Joe Biden faces a low bar for 'normalcy,' but high hurdles for sweeping change
Especially at 77, President-elect Joe Biden is not the man to begin airy experiments in governance. Just returning the executive branch to what is considered "normal," and canceling the bizarre sideshows, could be Biden's most basic mandate. The voters may not have dared to ask for more.
Mobilizing a national effort against COVID-19 offers the incoming administration its biggest opening challenge. This echoes in some ways the massive financial crisis President-elect Barack Obama inherited when he won in 2008. With the current White House passive on the health and economic crisis, Biden can look good just by supporting conventional policies from medical experts. That's probably not asking for too much.
Still unsettled is the matter of how much clout congressional Republicans will have to oppose or alter Biden's initiatives. With two Senate runoffs scheduled for Jan. 5 in Georgia, the GOP is likely to hold that chamber's majority and thus keep the power to obstruct or at least edit initiatives in the Democratic House. So while Biden won convincingly, he's unlikely to enjoy a free legislative hand on pandemic aid programs, taxes, regulations or immigration.

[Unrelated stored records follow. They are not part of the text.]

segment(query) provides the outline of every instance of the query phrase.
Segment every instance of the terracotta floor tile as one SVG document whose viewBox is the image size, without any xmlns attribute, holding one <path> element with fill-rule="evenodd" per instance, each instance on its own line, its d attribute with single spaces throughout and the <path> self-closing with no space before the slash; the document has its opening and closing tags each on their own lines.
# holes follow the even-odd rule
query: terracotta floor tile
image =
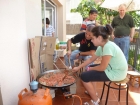
<svg viewBox="0 0 140 105">
<path fill-rule="evenodd" d="M 63 59 L 63 58 L 62 58 Z M 64 66 L 60 61 L 56 63 L 59 67 L 63 68 Z M 76 95 L 80 96 L 82 99 L 82 103 L 90 101 L 91 98 L 89 95 L 84 93 L 85 88 L 80 80 L 80 78 L 76 79 Z M 103 82 L 97 82 L 97 92 L 98 96 L 101 96 Z M 111 86 L 117 87 L 117 85 L 112 84 Z M 107 87 L 105 88 L 104 96 L 100 102 L 100 105 L 105 105 L 106 100 Z M 133 87 L 129 82 L 129 103 L 128 105 L 140 105 L 140 86 L 138 84 Z M 63 92 L 61 89 L 55 90 L 55 98 L 53 99 L 53 105 L 80 105 L 80 101 L 78 97 L 73 97 L 70 99 L 64 99 Z M 126 105 L 126 90 L 121 90 L 120 102 L 118 102 L 118 91 L 114 89 L 110 89 L 108 104 L 107 105 Z"/>
<path fill-rule="evenodd" d="M 101 100 L 99 105 L 105 105 L 105 100 Z M 107 105 L 120 105 L 118 101 L 108 100 Z"/>
</svg>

On Monday in Delaware, he pledged to pursue "a fairer tax structure" and said he wanted to see a $15-per-hour minimum wage nationwide. He said no federal contracts will be given to companies that do not make products in the United States.
Biden was so far from taking radical stances during the campaign that the GOP found it necessary to contrive an overwrought warning that he'd be "controlled" by socialists in the Democratic ranks.

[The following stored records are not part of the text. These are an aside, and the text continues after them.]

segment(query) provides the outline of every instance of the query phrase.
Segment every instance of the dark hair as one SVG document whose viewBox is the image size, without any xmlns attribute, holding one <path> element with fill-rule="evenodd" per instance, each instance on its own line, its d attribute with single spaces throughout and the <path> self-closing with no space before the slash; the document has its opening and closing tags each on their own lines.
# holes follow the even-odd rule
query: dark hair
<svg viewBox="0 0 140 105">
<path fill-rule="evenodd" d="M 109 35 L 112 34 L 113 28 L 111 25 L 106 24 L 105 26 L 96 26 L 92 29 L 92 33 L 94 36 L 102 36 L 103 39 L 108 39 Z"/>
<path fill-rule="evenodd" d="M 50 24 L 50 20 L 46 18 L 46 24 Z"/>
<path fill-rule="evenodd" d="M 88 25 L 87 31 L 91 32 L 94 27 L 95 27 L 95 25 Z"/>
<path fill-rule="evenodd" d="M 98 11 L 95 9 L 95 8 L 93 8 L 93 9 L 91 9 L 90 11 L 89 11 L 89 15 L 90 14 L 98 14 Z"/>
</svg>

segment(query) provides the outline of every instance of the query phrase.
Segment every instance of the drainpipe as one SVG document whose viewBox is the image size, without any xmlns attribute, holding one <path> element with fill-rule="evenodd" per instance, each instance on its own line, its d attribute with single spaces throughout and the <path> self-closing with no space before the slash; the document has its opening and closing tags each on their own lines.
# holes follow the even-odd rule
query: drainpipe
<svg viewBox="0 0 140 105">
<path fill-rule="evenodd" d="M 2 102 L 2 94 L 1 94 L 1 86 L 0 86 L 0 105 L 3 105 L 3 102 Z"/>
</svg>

Expect incremental changes on key issues. Back in the day, Biden supported what turned out to be unpopular trade deals. But as he tries to look like a friend of labor unions, don't expect him to reverse all tariffs right away.
"I think he needs to take a look at them and review them," Richard Trumka, president of the AFL-CIO, told The Wall Street Journal. "Some tariffs are a valid way to enforce trade that’s violating agreements. But a shotgun approach with tariffs is much ado and not very effective."

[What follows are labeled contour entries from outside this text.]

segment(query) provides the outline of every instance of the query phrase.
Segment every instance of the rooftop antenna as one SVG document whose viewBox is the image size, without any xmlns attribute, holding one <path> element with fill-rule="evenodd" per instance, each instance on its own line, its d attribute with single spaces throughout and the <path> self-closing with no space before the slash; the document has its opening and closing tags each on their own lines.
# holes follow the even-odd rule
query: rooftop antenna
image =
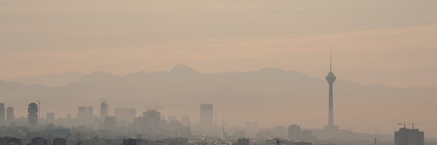
<svg viewBox="0 0 437 145">
<path fill-rule="evenodd" d="M 377 138 L 376 137 L 372 137 L 372 138 L 375 140 L 375 145 L 376 145 L 376 140 L 378 140 L 378 138 Z"/>
</svg>

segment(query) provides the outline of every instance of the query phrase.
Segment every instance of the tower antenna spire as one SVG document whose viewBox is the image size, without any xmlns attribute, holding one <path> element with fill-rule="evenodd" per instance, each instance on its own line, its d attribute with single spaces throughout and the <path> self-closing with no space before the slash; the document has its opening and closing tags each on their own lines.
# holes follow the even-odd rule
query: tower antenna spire
<svg viewBox="0 0 437 145">
<path fill-rule="evenodd" d="M 329 63 L 329 71 L 332 72 L 332 49 L 331 49 L 331 58 L 330 60 L 331 62 Z"/>
</svg>

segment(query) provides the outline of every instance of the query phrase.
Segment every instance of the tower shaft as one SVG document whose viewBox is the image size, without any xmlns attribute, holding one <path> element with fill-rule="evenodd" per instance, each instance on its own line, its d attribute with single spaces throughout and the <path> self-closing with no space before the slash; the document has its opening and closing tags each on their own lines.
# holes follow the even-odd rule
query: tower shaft
<svg viewBox="0 0 437 145">
<path fill-rule="evenodd" d="M 328 125 L 334 125 L 334 104 L 333 101 L 332 84 L 329 84 L 329 106 L 328 116 Z"/>
</svg>

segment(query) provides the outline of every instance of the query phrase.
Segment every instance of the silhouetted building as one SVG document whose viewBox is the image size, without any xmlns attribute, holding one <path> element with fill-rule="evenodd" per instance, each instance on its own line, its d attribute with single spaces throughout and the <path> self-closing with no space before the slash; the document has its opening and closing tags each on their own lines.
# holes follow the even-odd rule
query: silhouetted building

Even if Biden’s impact on immigration, health care and other thorny issues is minimal, at least in the first year, he does not need the Senate or the House to end the current operational chaos in the White House. For example, he easily can crack down on ethics breaches such as repeated violations of the Hatch Act, which prohibits federal employees from the use of public office for partisan purposes.
He can work on altering whatever deregulations his Cabinet might see as industry giveaways rather than suitable mandate relief. He can reassert the Justice Department's independence in politically sensitive prosecutions. Expect many Trump administration directives to be reversed, and a mere change in tone on European and Asian alliances will draw outsized notice.
For what it's worth, professionalism by government bureaucrats promises to be back in fashion, and silly suppressions — such as censorship in government documents of scientific findings about the environment — ended.
Don't expect a withdrawal of police funds, an expansion of the Supreme Court or continued pressure on states and localities to help lock up people living in the country illegally. Changes in energy policy are likely, to some degree.
Consider Biden's statement on Nov. 7: "With the campaign over, it’s time to put the anger and the harsh rhetoric behind us and come together as a nation. It’s time for America to unite. And to heal. We are the United States of America. And there’s nothing we can’t do, if we do it together."
The rhetoric sounds normal to the point of cliché. But it may be enough.